Владимир любил наблюдать, как Вано ловко орудовал инструментами, как умело выделывал из белого металла или серебра замысловатые украшения для кинжалов и шашек и гравировал старинные надписи.
Работа кипела у него в руках - и какая работа! - тончайшая, как говорят, ажурная, требовавшая огромного терпения.
Наблюдая за тем, как Вано и его отец делали оружие, Владимир полюбил их искусство и проникся уважением к этим бедным людям.
Когда в 1914 году, в первую мировую войну, ему пришлось уйти на фронт, он не пропускал ни одной кавказской шашки или кинжала, чтобы не полюбоваться тонкой работой оружейников и не вспомнить старого "кубачи" и его сыновей.
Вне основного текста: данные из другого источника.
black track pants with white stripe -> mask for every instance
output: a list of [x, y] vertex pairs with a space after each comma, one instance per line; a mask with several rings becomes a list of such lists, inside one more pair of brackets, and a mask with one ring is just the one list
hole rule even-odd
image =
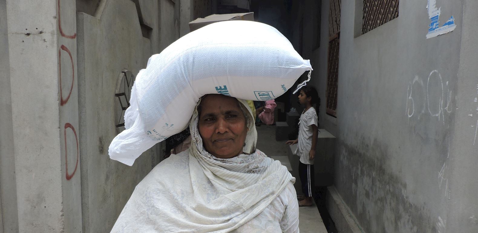
[[304, 164], [299, 162], [299, 176], [302, 184], [302, 192], [305, 197], [312, 197], [314, 194], [314, 165]]

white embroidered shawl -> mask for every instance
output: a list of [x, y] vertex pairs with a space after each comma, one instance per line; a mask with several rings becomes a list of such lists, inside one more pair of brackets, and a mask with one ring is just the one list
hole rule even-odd
[[[245, 100], [239, 100], [253, 119]], [[190, 124], [191, 148], [162, 161], [136, 186], [112, 233], [229, 232], [295, 181], [279, 161], [255, 149], [253, 120], [249, 121], [243, 150], [253, 153], [229, 159], [206, 151], [197, 121], [196, 106]]]

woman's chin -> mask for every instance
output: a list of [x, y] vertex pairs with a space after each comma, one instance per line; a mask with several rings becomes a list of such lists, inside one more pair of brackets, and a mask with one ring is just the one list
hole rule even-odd
[[216, 153], [215, 153], [216, 155], [214, 155], [214, 156], [220, 158], [230, 158], [236, 157], [240, 153], [240, 152], [235, 152], [231, 151], [230, 148], [226, 148], [216, 150]]

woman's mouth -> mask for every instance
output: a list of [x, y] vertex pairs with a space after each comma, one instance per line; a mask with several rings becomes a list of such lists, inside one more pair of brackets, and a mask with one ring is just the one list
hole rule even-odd
[[232, 139], [231, 139], [230, 138], [220, 138], [219, 139], [216, 139], [216, 140], [214, 140], [214, 142], [215, 142], [215, 143], [223, 143], [223, 142], [228, 142], [228, 141], [229, 140], [232, 140]]

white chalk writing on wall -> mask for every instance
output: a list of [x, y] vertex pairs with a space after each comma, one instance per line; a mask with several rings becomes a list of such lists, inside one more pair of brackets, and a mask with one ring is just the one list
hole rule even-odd
[[[437, 85], [435, 85], [437, 83]], [[423, 79], [418, 75], [415, 76], [412, 81], [409, 82], [407, 88], [407, 102], [405, 113], [409, 118], [415, 115], [415, 108], [419, 105], [417, 101], [422, 101], [423, 106], [421, 112], [419, 113], [418, 119], [420, 119], [422, 114], [425, 113], [425, 110], [433, 117], [438, 118], [439, 121], [441, 120], [445, 124], [445, 112], [451, 113], [453, 111], [451, 106], [452, 92], [450, 90], [449, 82], [446, 82], [445, 86], [444, 86], [443, 78], [441, 74], [438, 70], [435, 70], [428, 75], [425, 86]], [[445, 92], [445, 87], [446, 88]], [[414, 94], [413, 89], [421, 89], [424, 94], [423, 96]], [[445, 96], [446, 94], [446, 103], [445, 105]], [[438, 97], [437, 97], [437, 96]], [[425, 99], [426, 98], [426, 100]]]

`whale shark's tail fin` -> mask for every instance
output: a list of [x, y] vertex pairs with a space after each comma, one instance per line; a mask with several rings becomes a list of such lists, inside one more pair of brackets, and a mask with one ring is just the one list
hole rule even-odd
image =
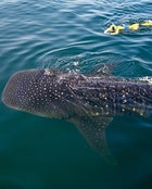
[[98, 151], [107, 163], [115, 165], [116, 160], [109, 151], [105, 139], [105, 127], [112, 122], [112, 117], [80, 116], [69, 119], [86, 138], [88, 143]]

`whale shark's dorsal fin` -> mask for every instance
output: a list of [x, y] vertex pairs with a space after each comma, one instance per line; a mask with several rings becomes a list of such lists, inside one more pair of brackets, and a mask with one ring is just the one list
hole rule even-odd
[[107, 148], [105, 139], [105, 127], [112, 122], [112, 117], [102, 116], [80, 116], [71, 118], [78, 130], [86, 138], [88, 143], [93, 147], [110, 164], [116, 164], [114, 156]]

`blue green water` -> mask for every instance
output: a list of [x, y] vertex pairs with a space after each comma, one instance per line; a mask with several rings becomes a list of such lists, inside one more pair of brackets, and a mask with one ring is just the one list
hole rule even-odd
[[[152, 76], [152, 28], [104, 34], [111, 24], [150, 20], [151, 0], [1, 0], [0, 91], [21, 70], [53, 67]], [[118, 63], [118, 64], [117, 64]], [[111, 166], [67, 122], [0, 102], [0, 189], [152, 188], [152, 118], [114, 117], [106, 129]]]

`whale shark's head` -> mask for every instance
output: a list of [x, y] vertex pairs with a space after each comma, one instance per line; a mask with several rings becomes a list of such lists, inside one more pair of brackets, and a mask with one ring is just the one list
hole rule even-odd
[[49, 117], [62, 117], [56, 90], [58, 72], [27, 70], [17, 72], [8, 81], [2, 101], [7, 106]]

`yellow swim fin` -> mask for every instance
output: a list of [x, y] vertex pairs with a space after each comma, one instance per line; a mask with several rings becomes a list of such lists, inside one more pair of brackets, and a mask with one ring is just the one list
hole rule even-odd
[[141, 26], [152, 26], [152, 21], [144, 21], [143, 23], [141, 23]]

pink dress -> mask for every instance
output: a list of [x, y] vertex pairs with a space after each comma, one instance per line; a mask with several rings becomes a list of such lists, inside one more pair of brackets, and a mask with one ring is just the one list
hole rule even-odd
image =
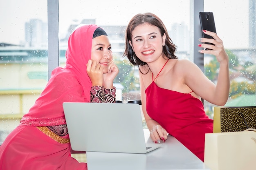
[[79, 163], [71, 157], [62, 104], [63, 102], [104, 102], [105, 97], [101, 95], [100, 98], [97, 95], [103, 94], [101, 91], [109, 92], [105, 100], [115, 102], [115, 88], [92, 87], [86, 73], [92, 35], [98, 27], [83, 26], [71, 34], [66, 66], [53, 71], [34, 105], [0, 146], [0, 170], [87, 169], [87, 163]]
[[161, 88], [154, 81], [145, 93], [148, 115], [203, 161], [205, 134], [213, 132], [213, 120], [202, 102], [189, 93]]

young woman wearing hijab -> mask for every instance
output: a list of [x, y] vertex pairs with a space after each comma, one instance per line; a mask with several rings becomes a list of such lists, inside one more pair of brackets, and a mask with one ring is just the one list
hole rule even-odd
[[87, 170], [71, 157], [64, 102], [115, 102], [119, 72], [105, 31], [85, 25], [70, 35], [66, 66], [52, 73], [20, 124], [0, 146], [0, 169]]
[[142, 110], [153, 141], [164, 142], [168, 133], [204, 161], [204, 135], [213, 132], [213, 121], [206, 115], [201, 97], [224, 105], [230, 83], [222, 41], [215, 33], [203, 32], [214, 38], [200, 38], [198, 46], [211, 49], [199, 52], [215, 55], [220, 63], [216, 84], [193, 62], [178, 59], [163, 22], [151, 13], [138, 14], [130, 21], [124, 56], [139, 67]]

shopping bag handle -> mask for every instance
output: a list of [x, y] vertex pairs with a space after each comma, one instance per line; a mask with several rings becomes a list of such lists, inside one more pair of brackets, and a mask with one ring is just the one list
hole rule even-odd
[[248, 129], [245, 129], [244, 131], [253, 131], [256, 132], [256, 129], [254, 129], [253, 128], [248, 128]]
Продвигаясь с полком по Малой Азии, Владимир собирал, где только мог, старое брошенное оружие. Его любознательность удовлетворялась полностью. Турецкие солдаты, особенно кавалерия из курдов, были вооружены подчас такими ружьями, пистолетами, кинжалами и саблями, что не во всяком музее отыщешь.
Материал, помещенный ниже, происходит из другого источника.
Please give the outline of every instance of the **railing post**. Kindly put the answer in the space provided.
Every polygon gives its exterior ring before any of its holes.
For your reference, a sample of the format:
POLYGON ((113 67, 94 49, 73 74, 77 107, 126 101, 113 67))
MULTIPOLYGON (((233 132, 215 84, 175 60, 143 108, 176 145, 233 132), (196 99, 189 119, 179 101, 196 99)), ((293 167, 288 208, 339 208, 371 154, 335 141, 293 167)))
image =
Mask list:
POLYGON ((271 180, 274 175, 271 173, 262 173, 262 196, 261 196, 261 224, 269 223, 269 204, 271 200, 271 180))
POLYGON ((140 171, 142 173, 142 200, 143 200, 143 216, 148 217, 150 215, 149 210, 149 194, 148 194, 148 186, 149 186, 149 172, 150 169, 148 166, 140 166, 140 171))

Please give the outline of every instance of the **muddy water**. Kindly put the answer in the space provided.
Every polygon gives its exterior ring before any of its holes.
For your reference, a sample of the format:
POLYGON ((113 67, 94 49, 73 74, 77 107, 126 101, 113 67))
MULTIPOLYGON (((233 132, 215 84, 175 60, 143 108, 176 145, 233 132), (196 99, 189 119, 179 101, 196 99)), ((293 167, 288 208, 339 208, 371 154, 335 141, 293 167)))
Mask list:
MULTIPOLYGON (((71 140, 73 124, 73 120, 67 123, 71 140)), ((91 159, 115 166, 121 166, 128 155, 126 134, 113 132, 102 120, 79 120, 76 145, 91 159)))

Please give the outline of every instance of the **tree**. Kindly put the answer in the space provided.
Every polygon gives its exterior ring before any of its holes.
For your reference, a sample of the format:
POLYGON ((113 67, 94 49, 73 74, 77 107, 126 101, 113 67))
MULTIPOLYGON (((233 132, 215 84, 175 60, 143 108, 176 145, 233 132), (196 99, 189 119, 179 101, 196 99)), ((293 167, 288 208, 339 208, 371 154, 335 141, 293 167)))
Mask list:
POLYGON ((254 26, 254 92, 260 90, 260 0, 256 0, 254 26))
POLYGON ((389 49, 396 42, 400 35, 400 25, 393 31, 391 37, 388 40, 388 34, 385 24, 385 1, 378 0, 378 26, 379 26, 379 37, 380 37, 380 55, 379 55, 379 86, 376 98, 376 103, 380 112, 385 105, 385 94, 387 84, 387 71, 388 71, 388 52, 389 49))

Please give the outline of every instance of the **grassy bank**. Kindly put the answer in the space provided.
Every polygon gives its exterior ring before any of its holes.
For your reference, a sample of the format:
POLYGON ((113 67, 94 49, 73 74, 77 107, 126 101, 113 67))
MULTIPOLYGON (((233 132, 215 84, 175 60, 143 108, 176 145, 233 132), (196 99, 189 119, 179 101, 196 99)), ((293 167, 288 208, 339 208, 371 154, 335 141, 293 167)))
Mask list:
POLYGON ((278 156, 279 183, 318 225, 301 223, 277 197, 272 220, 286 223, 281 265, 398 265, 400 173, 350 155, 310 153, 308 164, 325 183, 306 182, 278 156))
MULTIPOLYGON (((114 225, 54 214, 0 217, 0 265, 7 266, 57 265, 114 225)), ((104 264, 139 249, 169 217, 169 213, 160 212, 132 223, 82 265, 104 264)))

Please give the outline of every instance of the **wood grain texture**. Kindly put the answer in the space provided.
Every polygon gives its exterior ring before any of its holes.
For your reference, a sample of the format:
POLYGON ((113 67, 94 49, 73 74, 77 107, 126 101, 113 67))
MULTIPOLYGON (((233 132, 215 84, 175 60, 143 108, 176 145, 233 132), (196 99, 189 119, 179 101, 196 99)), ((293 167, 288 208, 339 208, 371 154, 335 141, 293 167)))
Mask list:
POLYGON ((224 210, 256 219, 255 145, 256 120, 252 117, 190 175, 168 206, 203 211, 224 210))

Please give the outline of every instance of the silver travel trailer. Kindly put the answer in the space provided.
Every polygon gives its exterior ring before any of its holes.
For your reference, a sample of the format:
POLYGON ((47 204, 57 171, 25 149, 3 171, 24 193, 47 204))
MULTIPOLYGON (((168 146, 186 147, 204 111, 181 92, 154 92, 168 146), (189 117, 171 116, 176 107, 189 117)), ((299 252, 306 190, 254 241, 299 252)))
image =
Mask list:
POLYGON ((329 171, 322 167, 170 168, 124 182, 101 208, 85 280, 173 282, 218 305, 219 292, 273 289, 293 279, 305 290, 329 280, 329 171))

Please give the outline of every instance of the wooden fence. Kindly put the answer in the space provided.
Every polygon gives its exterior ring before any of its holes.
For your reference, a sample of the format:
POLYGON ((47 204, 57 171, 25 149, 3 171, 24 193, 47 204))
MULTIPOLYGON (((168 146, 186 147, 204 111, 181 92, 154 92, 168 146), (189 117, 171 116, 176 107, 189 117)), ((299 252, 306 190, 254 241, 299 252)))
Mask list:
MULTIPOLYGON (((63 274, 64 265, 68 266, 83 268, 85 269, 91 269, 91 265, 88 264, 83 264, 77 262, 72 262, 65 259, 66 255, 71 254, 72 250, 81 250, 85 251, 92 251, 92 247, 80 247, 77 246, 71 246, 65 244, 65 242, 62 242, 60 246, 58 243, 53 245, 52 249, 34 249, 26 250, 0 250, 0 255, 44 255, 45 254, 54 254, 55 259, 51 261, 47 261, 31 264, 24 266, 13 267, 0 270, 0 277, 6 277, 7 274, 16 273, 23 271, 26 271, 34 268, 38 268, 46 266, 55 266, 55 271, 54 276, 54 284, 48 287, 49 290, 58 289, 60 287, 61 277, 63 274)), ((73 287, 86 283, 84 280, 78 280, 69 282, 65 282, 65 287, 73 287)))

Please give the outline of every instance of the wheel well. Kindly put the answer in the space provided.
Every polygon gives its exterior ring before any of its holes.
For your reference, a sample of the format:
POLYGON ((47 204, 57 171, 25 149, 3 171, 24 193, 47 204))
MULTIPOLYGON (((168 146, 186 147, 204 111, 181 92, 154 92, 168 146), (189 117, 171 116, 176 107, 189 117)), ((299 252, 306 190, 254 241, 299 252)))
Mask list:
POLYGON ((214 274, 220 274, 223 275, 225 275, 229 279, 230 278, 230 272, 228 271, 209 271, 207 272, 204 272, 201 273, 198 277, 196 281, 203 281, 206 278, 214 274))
Найдя какой-нибудь кремневый пистолет столетней давности или изогнутый серпом кинжал, молодой собиратель возил их притороченными к седлу, пока не получал возможности отправить в музей Тифлиса или Екатеринодара.
Сколько раз попадало ему от командира за то, что в походе у него всегда находились две - три лишние шашки да столько же кинжалов!
- Опять у тебя целый арсенал. Ты бы еще пушку туда пристроил, ворчал командир.
- Да ведь это настоящая даргинская, - оправдывался Владимир. - Она не уступает дамасским клинкам.
- Горе ты мое! - обрывал его командир. - Ты воевать сюда пришел или музеи старым оружием снабжать?
И, скрывая в густых, черных усах усмешку, приказывал:
- Сдавай на ближней станции эти музейные экспонаты, и больше чтоб я никогда не видел у тебя ничего лишнего. Понял?
- Слушаю! - покорно отвечал Владимир. Но проходило время, и все оставалось по-прежнему.
Двор дома, в котором жил в детстве Владимир, соприкасался с воинскими казармами. Здесь квартировали казачьи части.
Все ребята с его улицы от десяти до пятнадцати-шестнадцатилетнего возраста целыми днями сновали подле казарм. Особенно их привлекали конюшни.
На какие только хитрости не пускались ребятишки, чтобы проникнуть в конюшни, поближе к лошадям!
Казаки делали вид, что совершают преступление, допуская их к казармам, но в душе были довольны этим. Они поручали ребятам уход за лошадьми и уборку конюшен, а сами гуляли.
Играючи, ребята выполняли большую работу. Владимир не отставал от других. В награду казаки разрешали своим молодым помощникам водить лошадей на водопой и купать их.
С гиком, криком и свистом неслись ребята на неоседланных конях по улицам к серебрившейся за околицей реке, когда наступал час водопоя и купанья.
Уход за лошадьми, работа в казармах, полковые учения, которые они не раз наблюдали и которым старательно подражали, когда мчались наперегонки к реке, не прошли бесследно. Владимир и шесть его сверстников научились отлично управляться с конем, рубить шашкой лозу и хватать на скаку с земли платки не хуже заправских казаков.